Anthony Levandowski, l'ingénieur au cœur des affaires de vol de technologie liées à la voiture autonome entre Google et Uber a été condamné. Mais il n'a pas dit son dernier mot.

En 2017, alors que les premiers essais de voitures autonomes commençaient à prendre de l’ampleur, un ingénieur était sous les feux des projecteurs : Anthony Levandowski. À son palmarès, ce génie de la Silicon Valley pourrait avoir les bases du fonctionnement des véhicules autonomes de Waymo, filiale de Google, parmi les plus avancés. Mais ce n’est pas pour son talent que Levandowski fait parler de lui : cet amateur d’entourloupes qui n’avait par exemple que peu d’amour pour la sécurité des véhicules qu’il concevait avait alors décidé de quitter Google… en emportant ses secrets industriels.

Un véhicule autonome Uber // Source : Wikimedia Commons

18 mois de prison et de faux remords

La suite, c’est un feuilleton entrepreneurial et judiciaire qui aura pris plus de 3 ans à trouver une fin. Pour le résumer, on peut dire que Levandowski a créé une entreprise « coquille vide » reprenant les concepts qu’il a volés à Google et a revendu cette entreprise à Uber. Google n’a pas été très heureux qu’Uber récupère des années de travaux sur la voiture autonome et a saisi les autorités.

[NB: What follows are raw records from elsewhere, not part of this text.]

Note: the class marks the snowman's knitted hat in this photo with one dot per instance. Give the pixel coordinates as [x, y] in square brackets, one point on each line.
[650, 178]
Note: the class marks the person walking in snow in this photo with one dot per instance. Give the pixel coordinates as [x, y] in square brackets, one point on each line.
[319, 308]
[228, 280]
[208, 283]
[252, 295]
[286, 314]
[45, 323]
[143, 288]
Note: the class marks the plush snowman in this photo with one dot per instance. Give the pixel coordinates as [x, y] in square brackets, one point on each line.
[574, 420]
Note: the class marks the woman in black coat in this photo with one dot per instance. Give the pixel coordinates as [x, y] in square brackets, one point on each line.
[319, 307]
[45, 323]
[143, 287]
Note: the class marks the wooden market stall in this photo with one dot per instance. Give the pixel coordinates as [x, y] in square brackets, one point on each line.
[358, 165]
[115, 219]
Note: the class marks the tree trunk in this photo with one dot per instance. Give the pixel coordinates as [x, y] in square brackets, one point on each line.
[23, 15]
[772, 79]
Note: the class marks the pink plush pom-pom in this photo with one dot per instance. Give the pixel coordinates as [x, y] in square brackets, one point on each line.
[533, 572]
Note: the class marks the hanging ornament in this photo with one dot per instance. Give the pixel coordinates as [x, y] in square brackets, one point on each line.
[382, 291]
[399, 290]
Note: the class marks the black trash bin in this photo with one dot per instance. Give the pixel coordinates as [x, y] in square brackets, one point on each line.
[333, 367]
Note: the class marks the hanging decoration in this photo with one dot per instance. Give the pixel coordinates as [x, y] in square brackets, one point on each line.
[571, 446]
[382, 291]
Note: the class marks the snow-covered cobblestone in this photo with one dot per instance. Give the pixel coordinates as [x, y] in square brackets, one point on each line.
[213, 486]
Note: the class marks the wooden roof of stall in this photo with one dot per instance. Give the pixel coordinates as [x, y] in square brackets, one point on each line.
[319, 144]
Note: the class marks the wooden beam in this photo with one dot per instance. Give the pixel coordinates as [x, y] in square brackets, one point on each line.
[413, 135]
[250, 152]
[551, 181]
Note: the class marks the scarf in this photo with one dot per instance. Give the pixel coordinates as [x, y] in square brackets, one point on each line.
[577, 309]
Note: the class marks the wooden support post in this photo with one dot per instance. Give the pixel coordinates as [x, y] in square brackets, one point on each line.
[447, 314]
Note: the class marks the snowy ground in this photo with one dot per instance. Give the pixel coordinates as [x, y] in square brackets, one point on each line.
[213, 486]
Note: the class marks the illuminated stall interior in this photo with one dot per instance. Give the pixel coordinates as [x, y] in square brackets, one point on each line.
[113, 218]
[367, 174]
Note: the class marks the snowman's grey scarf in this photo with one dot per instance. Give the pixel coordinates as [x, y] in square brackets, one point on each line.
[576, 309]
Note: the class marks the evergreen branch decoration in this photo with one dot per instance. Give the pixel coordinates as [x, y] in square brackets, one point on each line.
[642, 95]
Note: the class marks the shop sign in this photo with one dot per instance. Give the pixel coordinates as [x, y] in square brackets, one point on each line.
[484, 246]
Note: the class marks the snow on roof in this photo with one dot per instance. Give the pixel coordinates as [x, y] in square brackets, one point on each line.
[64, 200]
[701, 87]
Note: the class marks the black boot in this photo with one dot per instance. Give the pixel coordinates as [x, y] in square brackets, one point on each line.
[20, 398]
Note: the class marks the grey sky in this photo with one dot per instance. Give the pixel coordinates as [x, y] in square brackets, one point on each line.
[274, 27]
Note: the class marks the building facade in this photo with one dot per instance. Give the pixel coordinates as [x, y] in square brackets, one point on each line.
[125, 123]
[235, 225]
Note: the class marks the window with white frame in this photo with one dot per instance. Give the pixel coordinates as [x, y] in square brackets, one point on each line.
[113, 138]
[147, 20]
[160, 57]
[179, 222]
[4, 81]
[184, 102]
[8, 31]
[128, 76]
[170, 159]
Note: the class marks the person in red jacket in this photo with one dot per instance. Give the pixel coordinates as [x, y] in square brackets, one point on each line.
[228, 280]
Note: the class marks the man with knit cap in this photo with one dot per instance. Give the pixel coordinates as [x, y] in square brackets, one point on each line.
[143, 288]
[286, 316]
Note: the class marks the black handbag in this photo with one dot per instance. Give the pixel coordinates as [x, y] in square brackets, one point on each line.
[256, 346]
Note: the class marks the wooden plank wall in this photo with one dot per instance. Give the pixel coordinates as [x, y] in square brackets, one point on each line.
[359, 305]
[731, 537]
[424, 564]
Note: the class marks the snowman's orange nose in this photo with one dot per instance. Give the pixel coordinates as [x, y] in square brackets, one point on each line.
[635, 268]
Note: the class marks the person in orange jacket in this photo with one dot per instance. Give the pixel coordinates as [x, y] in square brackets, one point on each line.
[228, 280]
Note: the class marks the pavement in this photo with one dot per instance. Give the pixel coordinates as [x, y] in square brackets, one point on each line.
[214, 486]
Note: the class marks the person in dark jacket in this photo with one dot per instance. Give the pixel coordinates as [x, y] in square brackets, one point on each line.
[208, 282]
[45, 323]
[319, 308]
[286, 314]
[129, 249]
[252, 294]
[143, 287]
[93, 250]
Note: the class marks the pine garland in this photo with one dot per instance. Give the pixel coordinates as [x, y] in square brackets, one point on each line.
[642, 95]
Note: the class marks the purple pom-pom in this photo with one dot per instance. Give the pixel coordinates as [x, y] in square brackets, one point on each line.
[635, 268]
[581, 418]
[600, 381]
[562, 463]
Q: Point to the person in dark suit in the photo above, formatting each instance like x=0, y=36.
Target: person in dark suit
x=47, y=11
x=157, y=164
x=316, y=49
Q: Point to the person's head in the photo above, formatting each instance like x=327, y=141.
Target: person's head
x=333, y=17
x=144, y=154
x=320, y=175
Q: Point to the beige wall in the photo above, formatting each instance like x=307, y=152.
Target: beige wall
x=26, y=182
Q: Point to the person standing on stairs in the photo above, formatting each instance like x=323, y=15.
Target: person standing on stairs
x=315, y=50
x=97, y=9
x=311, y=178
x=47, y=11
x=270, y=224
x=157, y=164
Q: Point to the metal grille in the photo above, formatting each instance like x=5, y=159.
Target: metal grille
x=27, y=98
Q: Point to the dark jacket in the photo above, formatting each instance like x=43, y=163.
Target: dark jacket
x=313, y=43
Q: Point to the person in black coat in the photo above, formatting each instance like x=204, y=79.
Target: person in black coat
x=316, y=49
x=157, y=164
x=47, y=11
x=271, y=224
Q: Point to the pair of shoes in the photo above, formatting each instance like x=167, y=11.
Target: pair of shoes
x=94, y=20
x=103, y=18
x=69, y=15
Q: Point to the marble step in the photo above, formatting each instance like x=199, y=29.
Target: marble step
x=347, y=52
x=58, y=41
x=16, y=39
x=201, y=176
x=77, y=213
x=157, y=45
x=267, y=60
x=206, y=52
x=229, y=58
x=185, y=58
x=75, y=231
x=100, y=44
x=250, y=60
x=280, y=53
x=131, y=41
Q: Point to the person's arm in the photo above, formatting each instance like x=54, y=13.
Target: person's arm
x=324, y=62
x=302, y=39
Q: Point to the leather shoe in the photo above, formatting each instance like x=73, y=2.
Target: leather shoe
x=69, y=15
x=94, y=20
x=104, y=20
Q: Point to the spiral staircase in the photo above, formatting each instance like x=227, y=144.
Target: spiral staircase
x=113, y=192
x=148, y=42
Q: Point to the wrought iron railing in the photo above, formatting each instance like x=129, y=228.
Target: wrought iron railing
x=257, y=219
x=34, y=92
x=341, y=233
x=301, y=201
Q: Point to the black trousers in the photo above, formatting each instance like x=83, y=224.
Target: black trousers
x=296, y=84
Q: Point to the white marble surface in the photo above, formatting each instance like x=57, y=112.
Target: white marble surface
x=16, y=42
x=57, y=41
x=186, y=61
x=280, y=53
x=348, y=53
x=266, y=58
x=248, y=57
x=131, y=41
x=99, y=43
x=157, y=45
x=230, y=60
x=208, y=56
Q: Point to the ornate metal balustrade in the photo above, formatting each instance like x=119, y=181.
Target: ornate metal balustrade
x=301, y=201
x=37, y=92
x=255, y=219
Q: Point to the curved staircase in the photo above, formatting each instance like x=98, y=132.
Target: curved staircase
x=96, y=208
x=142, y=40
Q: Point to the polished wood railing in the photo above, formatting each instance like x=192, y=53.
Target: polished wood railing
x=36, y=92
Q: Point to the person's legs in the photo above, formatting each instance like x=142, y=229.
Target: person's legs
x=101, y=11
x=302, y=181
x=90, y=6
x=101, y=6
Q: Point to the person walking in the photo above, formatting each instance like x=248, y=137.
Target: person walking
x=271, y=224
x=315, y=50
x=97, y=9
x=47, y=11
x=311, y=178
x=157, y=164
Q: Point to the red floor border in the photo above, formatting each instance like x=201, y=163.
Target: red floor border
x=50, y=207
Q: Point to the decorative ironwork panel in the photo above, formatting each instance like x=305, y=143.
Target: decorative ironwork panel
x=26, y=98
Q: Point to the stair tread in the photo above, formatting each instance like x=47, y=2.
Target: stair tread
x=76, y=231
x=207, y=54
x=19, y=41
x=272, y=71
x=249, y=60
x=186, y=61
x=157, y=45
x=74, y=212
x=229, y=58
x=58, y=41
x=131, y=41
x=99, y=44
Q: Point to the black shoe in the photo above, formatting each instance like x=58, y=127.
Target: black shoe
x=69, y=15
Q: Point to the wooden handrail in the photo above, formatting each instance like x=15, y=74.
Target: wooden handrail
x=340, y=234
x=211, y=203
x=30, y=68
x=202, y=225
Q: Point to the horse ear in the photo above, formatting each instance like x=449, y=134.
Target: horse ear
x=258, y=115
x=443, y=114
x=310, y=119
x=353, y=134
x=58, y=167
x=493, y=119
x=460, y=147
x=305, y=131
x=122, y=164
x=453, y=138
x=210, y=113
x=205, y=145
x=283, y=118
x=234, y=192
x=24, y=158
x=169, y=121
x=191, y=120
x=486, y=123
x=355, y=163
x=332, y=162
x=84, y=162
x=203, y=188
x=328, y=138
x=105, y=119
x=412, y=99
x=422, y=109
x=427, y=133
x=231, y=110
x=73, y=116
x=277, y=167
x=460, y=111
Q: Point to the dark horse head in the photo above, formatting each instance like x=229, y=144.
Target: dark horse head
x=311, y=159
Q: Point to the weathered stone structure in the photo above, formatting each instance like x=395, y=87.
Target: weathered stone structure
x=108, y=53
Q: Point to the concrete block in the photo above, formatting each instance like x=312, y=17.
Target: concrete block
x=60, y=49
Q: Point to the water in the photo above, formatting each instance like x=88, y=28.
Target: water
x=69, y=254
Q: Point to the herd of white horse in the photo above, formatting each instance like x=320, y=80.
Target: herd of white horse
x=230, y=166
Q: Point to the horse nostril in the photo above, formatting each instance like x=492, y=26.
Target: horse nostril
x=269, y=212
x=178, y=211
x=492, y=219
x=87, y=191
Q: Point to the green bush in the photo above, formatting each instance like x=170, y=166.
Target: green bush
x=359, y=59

Levandoswki a longtemps nié, mais aujourd’hui, condamné à 18 mois de prison, l’ingénieur feint les remords : « Ces trois dernières années et demie m’ont forcé à réaliser ce que j’avais fait. Je veux prendre du temps pour m’excuser auprès de mes collègues chez Google pour avoir trahi leur confiance, et auprès de ma famille qui a payé le prix de mes actes et continuera de le faire  ».

Il avait entre temps tenté de recruter ses anciens collègues pour son entreprise et avait été condamné à verser 179 millions de dollars à Waymo, qu’il n’avait pas. Bien embarrassé malgré les secrets industriels récupérés dans la transaction, Uber avait réussi à négocier une sortir de crise avec Google, notamment en renonçant au rachat de la startup créée par Levandowski.

Mais l’ingénieur, malgré ses belles paroles, ne veut pas en rester là et assumer les conséquences de ses agissements : d’après TechCrunch, il a ouvert un nouveau front devant la justice, pour faire payer à Uber 4,1 milliards de dollars. Pour lui, ce serait une compensation méritée pour l’acquisition avortée de sa startup.